Türkiye'de yargı bağımsızlığıdan söz etmek de artık giderek zorlaşıyor. Bazı uzmanlar, anayasal bir kriz yaşandığı yorumunu yapıyor, buna katılıyor musunuz?
Aslında modern Türkiye tarihinde hiç bir zaman yargı gerçek anlamda bağımsız olmadı. 2013 yılından itibaren ise Türkiye'de yargı bağımsızlığının sistematik olarak zayıflatıldığına tanık olduk. 2016 yılındaki darbe girişimini izleyen OHAL döneminde de aleni ve bilinçli bir şekilde bazı mekanizmalar devre dışı bırakıldı. OHAL kalktı ama aynı kurallar devşirilerek fiilen yasalara dönüştürüldü. Oyunun bu 'yeni kuralları' açık bir şekilde yargı bağımsızlığını ihlal ediyor. Darbe girişimi sonrasında yapılanlar da anayasal olmaktan çok uzaktı o dönemde de açık anayasal ihlalleri sözkonusuydu. Evet, şu anda yaşanmakta olan da anayasal bir kriz. Ama sorun şu ki hangi anayasayı korumaya çalışıyoruz? Geçmişte yalnızca AKP'nin değil, birçoklarının değiştirilmesi gerektiğini savunduğu 1982 Anayasası'nı mı? Bu anayasada yapılan değişiklikler sonrası ortaya çıkan anayasayı mı? İdeal olanı nedir? Çünkü her şey mevcut anayasaya uygun olsa dahi, sorunlar çözümlenmiş olmayacak.
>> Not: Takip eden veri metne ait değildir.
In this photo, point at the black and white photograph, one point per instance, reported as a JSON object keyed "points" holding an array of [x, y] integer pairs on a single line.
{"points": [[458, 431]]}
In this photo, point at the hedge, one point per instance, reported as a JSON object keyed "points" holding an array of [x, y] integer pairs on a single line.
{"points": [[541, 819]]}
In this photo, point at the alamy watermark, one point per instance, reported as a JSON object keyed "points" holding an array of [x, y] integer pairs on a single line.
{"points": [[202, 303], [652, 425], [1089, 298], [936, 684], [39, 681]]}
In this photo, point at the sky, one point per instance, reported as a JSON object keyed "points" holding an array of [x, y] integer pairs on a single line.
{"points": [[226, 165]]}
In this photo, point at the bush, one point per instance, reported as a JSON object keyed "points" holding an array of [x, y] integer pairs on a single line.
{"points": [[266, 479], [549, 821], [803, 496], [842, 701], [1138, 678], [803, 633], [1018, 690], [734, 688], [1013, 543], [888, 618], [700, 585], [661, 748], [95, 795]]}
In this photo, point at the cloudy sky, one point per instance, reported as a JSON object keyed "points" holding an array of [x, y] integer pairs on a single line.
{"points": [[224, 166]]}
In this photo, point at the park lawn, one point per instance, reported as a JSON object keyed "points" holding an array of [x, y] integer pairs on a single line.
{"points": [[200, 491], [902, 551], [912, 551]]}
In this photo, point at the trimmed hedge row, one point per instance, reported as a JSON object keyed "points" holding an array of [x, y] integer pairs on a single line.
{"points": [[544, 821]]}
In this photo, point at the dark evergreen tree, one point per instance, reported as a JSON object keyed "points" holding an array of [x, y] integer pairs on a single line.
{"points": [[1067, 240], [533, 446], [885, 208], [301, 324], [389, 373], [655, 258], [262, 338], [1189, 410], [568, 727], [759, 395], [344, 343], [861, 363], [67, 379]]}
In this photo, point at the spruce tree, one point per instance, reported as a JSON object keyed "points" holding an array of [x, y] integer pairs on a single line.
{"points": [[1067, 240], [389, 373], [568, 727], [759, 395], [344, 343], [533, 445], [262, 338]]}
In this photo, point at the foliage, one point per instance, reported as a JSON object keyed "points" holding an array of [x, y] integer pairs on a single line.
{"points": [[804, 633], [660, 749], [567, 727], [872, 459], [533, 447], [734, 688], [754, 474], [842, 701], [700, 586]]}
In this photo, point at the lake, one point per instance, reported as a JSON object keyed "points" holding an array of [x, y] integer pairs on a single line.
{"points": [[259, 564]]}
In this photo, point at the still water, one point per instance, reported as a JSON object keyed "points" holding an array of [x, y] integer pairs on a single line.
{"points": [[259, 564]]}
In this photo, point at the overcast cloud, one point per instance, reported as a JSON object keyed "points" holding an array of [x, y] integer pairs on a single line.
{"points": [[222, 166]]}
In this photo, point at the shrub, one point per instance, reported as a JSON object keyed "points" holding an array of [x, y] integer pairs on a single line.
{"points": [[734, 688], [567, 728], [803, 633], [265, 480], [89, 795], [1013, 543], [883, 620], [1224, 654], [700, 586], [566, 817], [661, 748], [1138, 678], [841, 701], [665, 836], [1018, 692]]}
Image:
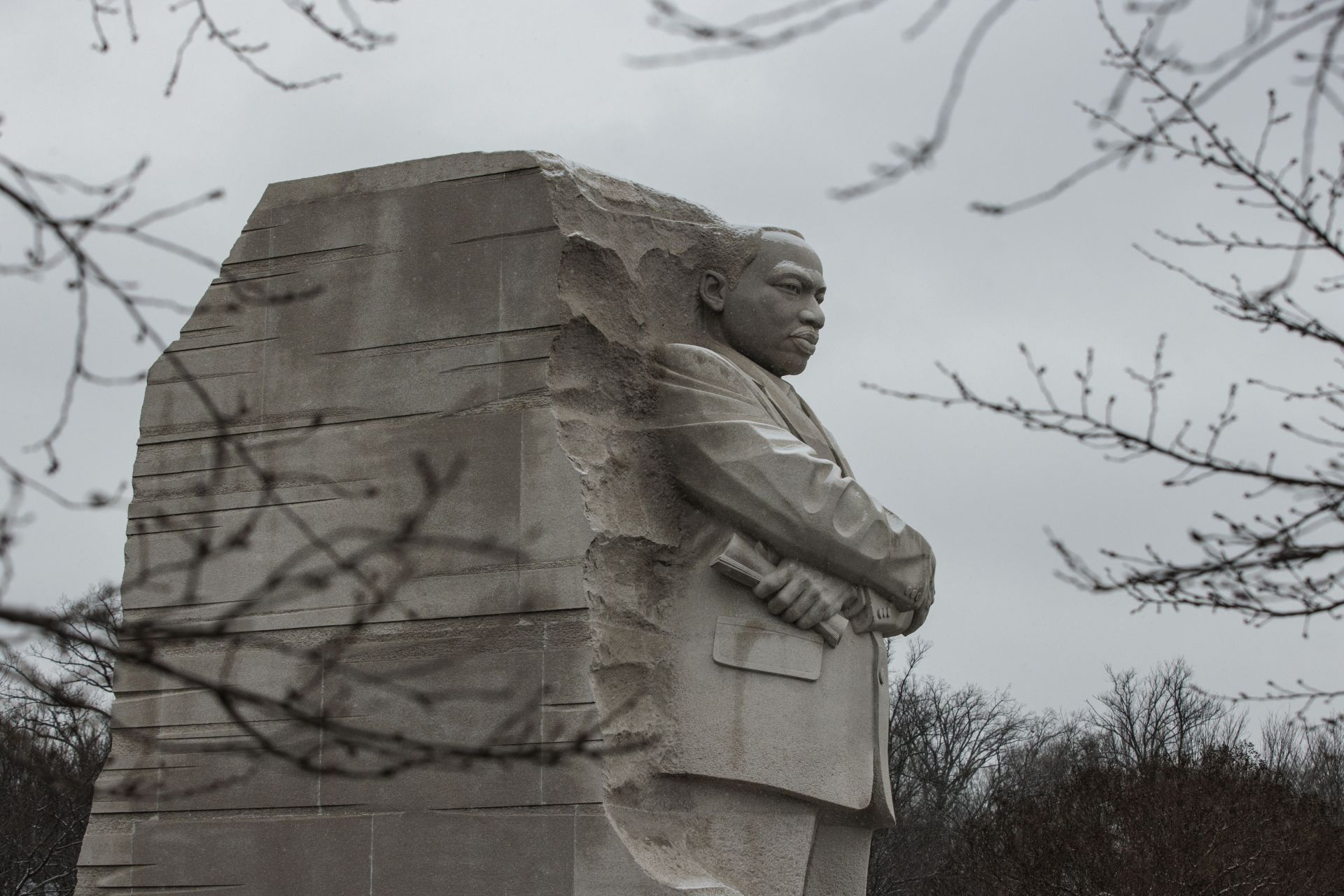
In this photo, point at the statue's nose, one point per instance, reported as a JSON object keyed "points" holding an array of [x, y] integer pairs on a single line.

23 Haziran'da yapılacak İstanbul seçimiyle ilgili endişeler dile getiriliyor. Halkın sandığa, demokratik seçimler yoluyla iktidar değişikliğine güveninin sarsılması tehlikeli değil mi?
Halkın, seçimler yoluyla yöneticileri değiştirebileceğine güven duyması büyük önem taşıyor. Bu güveni sarsan AKP'nin kaybettiği seçimin sonucunu kabul etmeyip iptal ettirmesi. 23 Hazıran seçimlerine dair, ilkesel olarak, öngörülebilir olan prosedüre odaklanmalıyız. 31 Mart'ta daha fazla oy aldığını bildiğimiz muhalefetin, 23 Haziran seçimleri için 'bu işte varım' demesini de akıllıca buluyorum. Şimdi gerçekten de Erdoğan'ın arzu ettiği sonucun ortaya çıkıp çıkmayacağını görmek gerekiyor. Kaybeden taraf için çok önemli sonuçları olacağı açık. Çünkü bu sonuç, Türkiye'deki seçmenlerin dörtte birinin kararını yansıtacak. Ayrıca şunu da unutmayalım. Türkiye'de hayranlık uyandıran anlar yaşanabildiğini, çoğulculuğun ve özgürlüklerin çok ciddi bir şekilde kısıtlanmasına rağmen halkın neredeyse yarısının "hayır" diyebildiğini gördük.